“Cover for Corruption”

In “Cover for Corruption”, Roll Call, Oct. 26, 2006, p.4, CCP’s Brad Smith writes to the Editor:

A recent review of gubernatorial races notes that Wisconsin Gov. Jim Doyle (D) “seemed under siege by investigations of alleged corruption within his administration.  But he’s been rescued by the campaign finance miscues of his opponent, Rep. Mark Green (R)” (“Out There,” Oct. 19).

As an analysis of the campaign, this statement is certainly correct.  But it points out a serious and unappreciated problem with campaign finance laws.

Green’s campaign finance “miscue” is that he transferred money from his federal campaign account to his state campaign account, as the Wisconsin Elections Board had allowed candidates to do since 1977.  As recenty as 2002, the board unanimously allowed then-Rep. Tom Barrett (D) to transfer money from his federal campaign fund to his state fund.

However, one day after Green made the transfer in January 2005, the board’s Democratic majority passed an “emergency rule” prohibiting him from spending the money.  Then, this August, against the advice of its staff attorney, the board ordered Green to divest himself of $468,000 in transferred funds.

Later, the Milwaukee Journal Sentinel uncovered e-mails showing that Doyle’s lawyer, Michael Maistelman, had lobbied his appointees to the commission behind the scenes.  In urging the governor’s appointees to rule against Green, Maistelman used such “legal” arguments as, “Even if this ends up in Court it is a PR victory for us since it makes Green spend money and have to defend the use of his [federal] money.”  Maistelman also told the Democratic commissioners via e-mail that “the Gov’s Campaign and the Dem party will give you cover on this in the media.”

Just as Doyle’s lawyer predicted, the board’s ruling has been a huge public relations win for Doyle [in the 2006 re-election campaign].


Yet Green has done nothing unethical, as most of us would understand that term.


Rather, [Green] is engaged in a dispute with the elections board over what Wisconsin law allows, in a situation in which the board reversed itself on a longstanding interpretation of the law.  The board’s ruling has yet to be reviewed by any court.  In fact, the board has yet to even bring suit against Green over the alleged violations, leaving Green with no chance to defend himself in court from Doyle’s claims that he is “breaking the law[,” and no chance to clear his name before the November election].

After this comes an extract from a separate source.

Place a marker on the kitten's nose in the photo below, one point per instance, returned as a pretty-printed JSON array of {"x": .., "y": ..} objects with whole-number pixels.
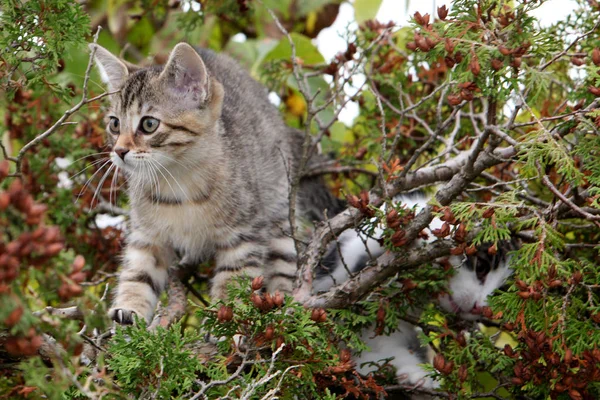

Nonetheless, Doyle has successfully turned Green’s non-corrupt behavior into a moral equivalence with corrupt behavior that has gone on in his administration.  The focus on campaign finance may well allow genuine corruption to be swept under the rug in a hailstorm of moral equivalency.

Smith’s observations scarcely need comment.  But for purposes of fair use I’ll provide one:  The apparent corruption occurring between an agent of Wisconsin’s Governor and an Elections Board of the same party — a board created no doubt in the name of preventing corruption — is outrageous.




The Center for Competitive Politics is now the Institute for Free Speech.